Muscle Groups: Triceps

Suspended Dip focuses on Triceps, with Chest, Shoulders working as supporting muscles.

How to Perform

Follow these step-by-step instructions to perform Suspended Dip with proper form and technique.

  1. 1

    Stand between parallel dip bars or rings and grasp them with an overhand grip, hands directly beneath your shoulders.

  2. 2

    Push down into the bars to lift your feet off the ground, extending your arms fully to support your body in a straight line.

  3. 3

    Slowly bend your elbows, allowing your body to descend straight down until your shoulders are below your elbows.

  4. 4

    Keep your elbows tucked close to your body as you lower, maintaining control throughout the movement.

  5. 5

    Push through your hands to extend your arms and lift your body back up to the starting position, fully extending your elbows.

Secondary Muscles

While Suspended Dip primarily targets Triceps , this exercise also activates several secondary muscle groups during the movement.
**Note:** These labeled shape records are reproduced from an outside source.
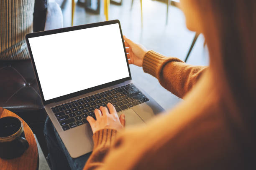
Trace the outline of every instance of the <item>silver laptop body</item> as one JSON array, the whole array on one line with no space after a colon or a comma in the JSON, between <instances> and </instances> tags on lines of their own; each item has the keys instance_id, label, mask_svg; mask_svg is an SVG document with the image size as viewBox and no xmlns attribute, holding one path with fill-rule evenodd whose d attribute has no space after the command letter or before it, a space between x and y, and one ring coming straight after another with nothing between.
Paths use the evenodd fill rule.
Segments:
<instances>
[{"instance_id":1,"label":"silver laptop body","mask_svg":"<svg viewBox=\"0 0 256 170\"><path fill-rule=\"evenodd\" d=\"M85 37L83 36L83 32L87 32L84 33L87 35ZM69 35L69 33L71 34ZM78 35L79 36L77 36ZM106 37L103 37L105 36ZM91 38L87 39L87 37L89 37ZM104 38L106 39L105 42L102 44ZM111 41L109 40L110 39ZM35 32L27 35L26 40L44 108L72 158L77 158L92 150L93 134L90 124L84 120L85 119L82 118L84 120L76 119L79 117L82 118L82 115L87 116L89 112L81 113L77 112L82 112L82 110L78 109L78 111L74 111L72 114L68 114L65 112L69 110L66 108L68 105L72 106L72 104L77 104L79 101L85 103L84 101L85 99L92 98L88 97L95 96L97 94L100 96L106 91L113 92L111 90L120 87L122 88L127 87L128 88L129 86L134 85L136 88L133 89L140 92L136 93L140 95L131 98L134 98L132 100L133 100L132 102L134 102L133 103L134 104L131 105L133 103L131 102L126 105L127 107L124 107L125 105L124 104L122 106L118 107L122 110L118 112L118 115L122 113L125 115L126 126L145 123L152 117L164 111L159 104L131 80L119 20ZM100 42L99 42L99 41ZM48 42L46 44L46 42ZM60 44L61 45L58 45ZM76 44L75 45L74 44ZM108 56L108 59L111 60L111 62L108 62L108 60L100 55L102 52L101 50L105 53L104 56ZM64 53L59 54L64 51ZM116 52L118 51L119 53ZM76 53L77 51L79 53ZM82 51L83 52L81 54ZM92 52L88 53L87 51ZM93 51L95 52L93 52ZM108 55L110 52L111 54ZM72 57L73 55L75 55L74 59ZM85 55L88 58L76 57L77 55ZM101 67L98 67L98 65ZM109 66L112 66L112 68L116 67L118 69L109 69ZM64 75L63 72L65 73ZM96 75L95 77L94 74ZM77 84L80 83L81 85ZM88 84L91 86L88 87ZM132 89L131 90L133 92ZM114 91L117 91L116 90ZM122 92L118 94L121 95L119 93ZM124 94L124 96L120 98L124 98L126 96L125 93ZM127 95L133 94L135 93L131 92ZM136 100L137 96L143 98ZM102 101L102 99L99 100ZM80 104L81 105L78 104L77 107L72 108L83 106L84 109L86 108L84 106L85 104L82 104L81 102ZM96 105L90 106L95 107ZM64 108L65 110L60 110L60 108ZM59 112L56 112L55 108L58 108L56 110L59 110ZM61 112L65 113L64 115L57 117L59 116L58 113ZM92 112L90 112L92 114ZM66 119L68 117L68 119L76 121L61 125L61 122L65 120L60 119L61 117ZM82 123L80 123L81 122Z\"/></svg>"}]
</instances>

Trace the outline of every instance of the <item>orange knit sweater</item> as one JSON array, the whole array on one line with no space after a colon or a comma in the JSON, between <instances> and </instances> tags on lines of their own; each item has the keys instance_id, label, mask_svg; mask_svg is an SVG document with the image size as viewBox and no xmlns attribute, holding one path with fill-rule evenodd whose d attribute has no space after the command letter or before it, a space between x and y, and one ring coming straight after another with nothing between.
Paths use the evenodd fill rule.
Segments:
<instances>
[{"instance_id":1,"label":"orange knit sweater","mask_svg":"<svg viewBox=\"0 0 256 170\"><path fill-rule=\"evenodd\" d=\"M84 169L243 169L210 68L153 51L146 55L143 67L184 100L146 126L117 135L110 129L95 132L93 151Z\"/></svg>"}]
</instances>

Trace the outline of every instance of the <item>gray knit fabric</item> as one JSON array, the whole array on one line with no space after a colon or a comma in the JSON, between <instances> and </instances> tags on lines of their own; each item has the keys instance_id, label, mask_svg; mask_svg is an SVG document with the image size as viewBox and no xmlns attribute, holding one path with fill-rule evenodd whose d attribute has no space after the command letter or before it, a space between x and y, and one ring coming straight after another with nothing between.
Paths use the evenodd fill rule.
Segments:
<instances>
[{"instance_id":1,"label":"gray knit fabric","mask_svg":"<svg viewBox=\"0 0 256 170\"><path fill-rule=\"evenodd\" d=\"M33 31L34 0L0 0L0 60L30 58L25 36Z\"/></svg>"}]
</instances>

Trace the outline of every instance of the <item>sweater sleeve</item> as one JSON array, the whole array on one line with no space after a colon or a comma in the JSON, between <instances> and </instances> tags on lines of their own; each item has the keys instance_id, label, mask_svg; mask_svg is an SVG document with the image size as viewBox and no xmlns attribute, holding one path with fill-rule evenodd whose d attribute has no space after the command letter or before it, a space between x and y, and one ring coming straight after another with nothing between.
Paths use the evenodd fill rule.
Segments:
<instances>
[{"instance_id":1,"label":"sweater sleeve","mask_svg":"<svg viewBox=\"0 0 256 170\"><path fill-rule=\"evenodd\" d=\"M144 72L156 77L163 87L180 98L192 88L207 68L189 65L153 50L146 54L142 66Z\"/></svg>"},{"instance_id":2,"label":"sweater sleeve","mask_svg":"<svg viewBox=\"0 0 256 170\"><path fill-rule=\"evenodd\" d=\"M115 141L116 134L116 130L109 129L99 130L93 134L93 150L84 170L95 169L102 165L103 160L108 153L111 144Z\"/></svg>"}]
</instances>

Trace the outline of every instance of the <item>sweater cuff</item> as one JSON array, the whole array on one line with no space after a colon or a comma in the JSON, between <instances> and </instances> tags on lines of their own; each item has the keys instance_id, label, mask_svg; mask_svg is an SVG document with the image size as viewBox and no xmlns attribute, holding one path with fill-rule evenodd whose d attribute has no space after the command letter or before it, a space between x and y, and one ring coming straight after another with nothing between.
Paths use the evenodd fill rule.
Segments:
<instances>
[{"instance_id":1,"label":"sweater cuff","mask_svg":"<svg viewBox=\"0 0 256 170\"><path fill-rule=\"evenodd\" d=\"M110 129L102 129L95 132L92 136L93 150L100 146L110 145L115 141L117 132L116 130Z\"/></svg>"},{"instance_id":2,"label":"sweater cuff","mask_svg":"<svg viewBox=\"0 0 256 170\"><path fill-rule=\"evenodd\" d=\"M143 70L145 72L158 78L164 65L167 62L172 61L183 62L177 58L166 57L153 50L148 51L143 59Z\"/></svg>"}]
</instances>

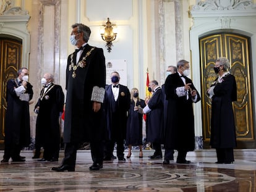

These supporting muscles include Chest, Shoulders . Engaging these secondary muscles helps stabilize your body throughout the exercise, improves overall coordination, and contributes to balanced muscle development.

Related Exercises

If you enjoyed Suspended Dip, you might also want to try these related exercises that target similar muscle groups.

These exercises work the same primary muscles as Suspended Dip, making them excellent alternatives for variety in your training program or complementary movements to include in the same workout session. Mixing different exercises that target similar muscle groups helps prevent plateaus, reduces overuse injuries, and keeps your workouts engaging and effective.